The National Union of Healthcare Workers, which represents more than 4,000 Kaiser mental health clinicians in California and Hawaii, cited an email sent Dec. 1 by Michael Nava, PhD, Kaiser's director of East Bay Behavioral Health.

The email states in part: "Our management team communicated to our department that MLK was going to be a paid holiday for all mental health clinicians in Northern California] in 2022. In our excitement, we placed all NUHW provider schedules on hold. However, we failed to confirm if it was actually finalized. Only recently we learned that it is not. There are more negotiations and meetings that need to take place with the other coalition of unions and between [The Permanente Medical Group] and [Kaiser Foundation and Hospitals]. To our understanding this is a complex process occurring much beyond the local level."

The mental health clinicians were given the option of using available paid time off, paid administrative leave or education leave to take the day off.  

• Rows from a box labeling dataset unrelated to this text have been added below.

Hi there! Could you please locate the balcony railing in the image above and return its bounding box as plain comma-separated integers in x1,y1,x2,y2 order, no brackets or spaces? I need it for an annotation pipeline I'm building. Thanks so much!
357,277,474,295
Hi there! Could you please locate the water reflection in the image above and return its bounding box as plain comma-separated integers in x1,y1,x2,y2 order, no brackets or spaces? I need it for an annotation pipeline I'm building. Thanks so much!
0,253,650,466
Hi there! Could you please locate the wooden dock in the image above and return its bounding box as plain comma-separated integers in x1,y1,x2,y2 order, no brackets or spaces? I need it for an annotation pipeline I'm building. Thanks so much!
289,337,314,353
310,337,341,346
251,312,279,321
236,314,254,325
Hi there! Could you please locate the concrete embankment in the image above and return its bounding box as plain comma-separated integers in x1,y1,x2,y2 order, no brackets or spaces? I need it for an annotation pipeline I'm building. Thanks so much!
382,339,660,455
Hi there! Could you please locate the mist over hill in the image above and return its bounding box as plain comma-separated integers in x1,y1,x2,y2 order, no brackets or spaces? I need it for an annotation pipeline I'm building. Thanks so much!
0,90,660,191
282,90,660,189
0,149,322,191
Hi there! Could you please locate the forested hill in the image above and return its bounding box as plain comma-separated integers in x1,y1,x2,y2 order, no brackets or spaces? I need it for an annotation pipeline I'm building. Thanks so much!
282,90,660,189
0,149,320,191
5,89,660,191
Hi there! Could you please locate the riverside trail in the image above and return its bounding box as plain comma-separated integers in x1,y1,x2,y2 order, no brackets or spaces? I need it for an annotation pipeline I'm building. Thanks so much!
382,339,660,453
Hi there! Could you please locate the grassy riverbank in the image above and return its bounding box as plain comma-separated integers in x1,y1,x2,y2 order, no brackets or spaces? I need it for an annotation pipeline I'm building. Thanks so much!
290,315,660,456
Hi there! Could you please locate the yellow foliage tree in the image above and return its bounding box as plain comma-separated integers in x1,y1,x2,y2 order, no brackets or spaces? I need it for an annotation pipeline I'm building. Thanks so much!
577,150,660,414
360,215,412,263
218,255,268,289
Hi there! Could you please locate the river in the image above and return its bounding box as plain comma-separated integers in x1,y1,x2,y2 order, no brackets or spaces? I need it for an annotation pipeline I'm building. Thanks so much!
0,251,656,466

"It was Dr. King's persistent advocacy and determination that helped desegregate hospitals," Sabrina Chaumette, a social worker at Kaiser in Oakland, said in a news release. "For Kaiser to still refuse to honor Martin Luther King Jr. Day as a national holiday in 2022 is disrespectful to our communities and dishonors the memory of Dr. King and his legacy."

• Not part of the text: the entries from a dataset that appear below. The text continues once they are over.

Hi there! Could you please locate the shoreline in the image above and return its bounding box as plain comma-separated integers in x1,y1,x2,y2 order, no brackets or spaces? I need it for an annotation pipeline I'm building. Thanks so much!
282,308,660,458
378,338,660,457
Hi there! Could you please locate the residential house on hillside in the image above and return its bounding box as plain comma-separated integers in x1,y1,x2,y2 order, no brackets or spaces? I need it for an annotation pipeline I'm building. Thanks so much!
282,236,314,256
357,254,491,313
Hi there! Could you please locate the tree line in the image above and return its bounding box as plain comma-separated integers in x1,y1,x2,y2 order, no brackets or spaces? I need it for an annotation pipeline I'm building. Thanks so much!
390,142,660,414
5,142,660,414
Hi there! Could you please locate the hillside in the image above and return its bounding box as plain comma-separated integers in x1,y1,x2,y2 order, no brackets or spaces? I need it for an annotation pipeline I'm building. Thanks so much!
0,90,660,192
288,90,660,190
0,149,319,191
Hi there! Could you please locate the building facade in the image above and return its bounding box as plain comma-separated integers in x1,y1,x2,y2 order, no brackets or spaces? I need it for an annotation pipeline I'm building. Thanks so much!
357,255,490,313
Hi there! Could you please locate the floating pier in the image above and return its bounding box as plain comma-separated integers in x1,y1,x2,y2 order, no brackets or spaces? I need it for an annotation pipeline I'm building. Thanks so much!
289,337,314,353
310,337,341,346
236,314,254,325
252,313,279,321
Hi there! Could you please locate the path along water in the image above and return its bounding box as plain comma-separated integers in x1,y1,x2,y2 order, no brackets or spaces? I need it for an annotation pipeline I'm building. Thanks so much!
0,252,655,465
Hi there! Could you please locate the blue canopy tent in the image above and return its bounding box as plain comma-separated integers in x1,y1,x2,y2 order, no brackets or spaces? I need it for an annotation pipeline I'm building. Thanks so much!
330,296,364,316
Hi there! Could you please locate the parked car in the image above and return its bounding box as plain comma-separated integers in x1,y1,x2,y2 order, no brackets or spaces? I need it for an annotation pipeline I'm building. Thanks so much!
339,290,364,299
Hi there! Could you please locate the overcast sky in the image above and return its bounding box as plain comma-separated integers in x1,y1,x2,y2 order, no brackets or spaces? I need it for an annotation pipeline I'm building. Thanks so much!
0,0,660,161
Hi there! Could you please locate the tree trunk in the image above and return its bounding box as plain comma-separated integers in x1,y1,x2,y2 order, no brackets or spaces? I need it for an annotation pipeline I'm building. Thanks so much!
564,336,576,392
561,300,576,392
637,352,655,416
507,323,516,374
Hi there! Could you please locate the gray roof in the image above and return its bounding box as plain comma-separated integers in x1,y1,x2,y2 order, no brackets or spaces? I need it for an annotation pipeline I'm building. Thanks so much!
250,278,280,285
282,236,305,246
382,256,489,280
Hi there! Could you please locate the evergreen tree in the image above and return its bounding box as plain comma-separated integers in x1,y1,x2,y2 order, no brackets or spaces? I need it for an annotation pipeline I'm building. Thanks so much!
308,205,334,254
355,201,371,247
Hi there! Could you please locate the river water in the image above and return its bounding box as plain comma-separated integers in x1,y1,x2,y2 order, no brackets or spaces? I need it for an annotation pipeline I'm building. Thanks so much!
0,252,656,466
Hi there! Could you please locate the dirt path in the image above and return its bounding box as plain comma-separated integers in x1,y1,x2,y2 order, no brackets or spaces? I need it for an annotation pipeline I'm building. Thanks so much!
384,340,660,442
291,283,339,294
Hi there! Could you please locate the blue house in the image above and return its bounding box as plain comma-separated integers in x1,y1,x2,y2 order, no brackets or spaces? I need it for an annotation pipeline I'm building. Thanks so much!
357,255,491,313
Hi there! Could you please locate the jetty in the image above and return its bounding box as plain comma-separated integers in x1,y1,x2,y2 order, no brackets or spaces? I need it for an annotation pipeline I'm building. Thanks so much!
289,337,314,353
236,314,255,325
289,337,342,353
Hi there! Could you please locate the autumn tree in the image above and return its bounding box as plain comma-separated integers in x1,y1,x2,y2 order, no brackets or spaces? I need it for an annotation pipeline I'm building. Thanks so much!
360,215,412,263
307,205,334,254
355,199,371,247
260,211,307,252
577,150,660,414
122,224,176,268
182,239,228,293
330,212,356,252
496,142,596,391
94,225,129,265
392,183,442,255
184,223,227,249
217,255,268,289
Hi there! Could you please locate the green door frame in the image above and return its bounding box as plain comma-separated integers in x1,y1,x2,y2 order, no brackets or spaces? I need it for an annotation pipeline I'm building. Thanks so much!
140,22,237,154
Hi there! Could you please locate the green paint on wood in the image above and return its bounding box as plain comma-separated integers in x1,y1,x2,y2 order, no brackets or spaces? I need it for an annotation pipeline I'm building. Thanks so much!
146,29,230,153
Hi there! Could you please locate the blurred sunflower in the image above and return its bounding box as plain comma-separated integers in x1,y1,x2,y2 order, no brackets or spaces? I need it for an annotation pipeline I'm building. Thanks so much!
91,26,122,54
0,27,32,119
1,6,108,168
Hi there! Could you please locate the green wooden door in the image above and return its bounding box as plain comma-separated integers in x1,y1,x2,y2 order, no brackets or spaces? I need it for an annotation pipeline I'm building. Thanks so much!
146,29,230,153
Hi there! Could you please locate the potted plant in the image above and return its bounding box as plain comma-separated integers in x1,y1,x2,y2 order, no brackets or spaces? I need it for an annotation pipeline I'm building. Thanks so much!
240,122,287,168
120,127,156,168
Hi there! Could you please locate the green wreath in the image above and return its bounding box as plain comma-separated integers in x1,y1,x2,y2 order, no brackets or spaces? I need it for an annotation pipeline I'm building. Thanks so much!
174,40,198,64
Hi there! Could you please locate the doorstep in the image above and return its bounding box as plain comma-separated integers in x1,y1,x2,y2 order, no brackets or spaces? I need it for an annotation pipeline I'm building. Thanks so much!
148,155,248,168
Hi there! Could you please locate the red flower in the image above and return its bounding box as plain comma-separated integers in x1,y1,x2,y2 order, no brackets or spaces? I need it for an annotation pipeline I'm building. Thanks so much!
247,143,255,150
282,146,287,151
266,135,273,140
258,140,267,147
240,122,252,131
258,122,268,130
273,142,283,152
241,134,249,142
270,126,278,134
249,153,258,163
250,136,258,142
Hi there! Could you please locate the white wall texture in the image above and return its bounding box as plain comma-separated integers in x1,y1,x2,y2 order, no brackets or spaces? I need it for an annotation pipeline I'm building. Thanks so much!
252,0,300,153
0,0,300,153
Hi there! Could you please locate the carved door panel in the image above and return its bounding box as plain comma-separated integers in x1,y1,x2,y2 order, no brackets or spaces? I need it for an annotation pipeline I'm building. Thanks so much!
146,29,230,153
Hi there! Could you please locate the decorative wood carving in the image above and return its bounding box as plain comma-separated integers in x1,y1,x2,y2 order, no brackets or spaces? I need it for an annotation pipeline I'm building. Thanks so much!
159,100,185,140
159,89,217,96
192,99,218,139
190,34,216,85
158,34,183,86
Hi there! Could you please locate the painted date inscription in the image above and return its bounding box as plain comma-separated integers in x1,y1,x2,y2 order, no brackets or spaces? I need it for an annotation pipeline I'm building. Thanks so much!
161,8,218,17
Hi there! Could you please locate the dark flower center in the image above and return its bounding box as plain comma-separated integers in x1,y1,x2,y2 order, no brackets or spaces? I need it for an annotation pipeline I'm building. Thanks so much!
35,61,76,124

Ixayanne Baez, a marriage and family therapist at Kaiser in Oakland, in the union statement accused Kaiser of using Martin Luther King Jr. Day "as a bureaucratic challenge rather than a moral imperative."

In a statement shared with Becker's, Kaiser said the health system has celebrated Martin Luther King Jr. Day as a day of service to others for nearly two decades, expanding it to a weeklong event this year.

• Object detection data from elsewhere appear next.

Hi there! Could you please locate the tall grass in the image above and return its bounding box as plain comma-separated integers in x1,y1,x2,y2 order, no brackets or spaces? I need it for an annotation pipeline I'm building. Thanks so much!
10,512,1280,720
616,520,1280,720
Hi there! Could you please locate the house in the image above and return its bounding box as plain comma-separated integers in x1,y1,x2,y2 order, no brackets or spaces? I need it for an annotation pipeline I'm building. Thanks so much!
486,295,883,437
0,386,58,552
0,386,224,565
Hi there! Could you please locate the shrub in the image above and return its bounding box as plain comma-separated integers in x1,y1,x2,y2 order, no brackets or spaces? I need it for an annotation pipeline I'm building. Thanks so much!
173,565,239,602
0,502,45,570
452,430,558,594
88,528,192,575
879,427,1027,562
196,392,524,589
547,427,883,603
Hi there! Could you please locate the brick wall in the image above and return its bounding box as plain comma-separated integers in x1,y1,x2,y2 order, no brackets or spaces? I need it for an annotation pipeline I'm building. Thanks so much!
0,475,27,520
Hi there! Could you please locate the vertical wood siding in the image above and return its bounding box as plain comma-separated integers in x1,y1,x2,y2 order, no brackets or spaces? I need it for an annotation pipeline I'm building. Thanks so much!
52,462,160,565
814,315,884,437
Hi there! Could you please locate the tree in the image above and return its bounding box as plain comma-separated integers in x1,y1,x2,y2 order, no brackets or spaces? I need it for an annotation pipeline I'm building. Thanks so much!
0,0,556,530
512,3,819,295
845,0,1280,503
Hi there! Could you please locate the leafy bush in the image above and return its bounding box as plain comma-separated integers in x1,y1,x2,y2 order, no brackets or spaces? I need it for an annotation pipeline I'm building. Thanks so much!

"For some time, we have been working to standardize this observance across our enterprise, comprising eight states and the District of Columbia," Kaiser said. "We are pleased to share ... that Kaiser Permanente has made the commitment to adopt, starting in 2023, MLK Day as a scheduled, paid holiday across the organization."

The health system, however, acknowledged there was a miscommunication surrounding this year's Martin Luther King Jr. Day observance.

"Local management well intentionally but incorrectly provided the wrong information, which was later corrected," Kaiser said. "Our local leadership have apologized to employees who may have viewed the mistake as in any way conflicting with our deep commitment to equity, inclusion and diversity leadership."

Additionally, the health system expressed disappointment about the planned strike, saying the union "is seeking to misuse this isolated incident as a reason to disrupt mental healthcare as part of its bargaining strategy."

The National Union of Healthcare Workers plans to picket outside Kaiser's Oakland Medical Center beginning at 8 a.m. Jan. 17 and march with allies and elected officials to the health system's Oakland corporate headquarters for a midday rally.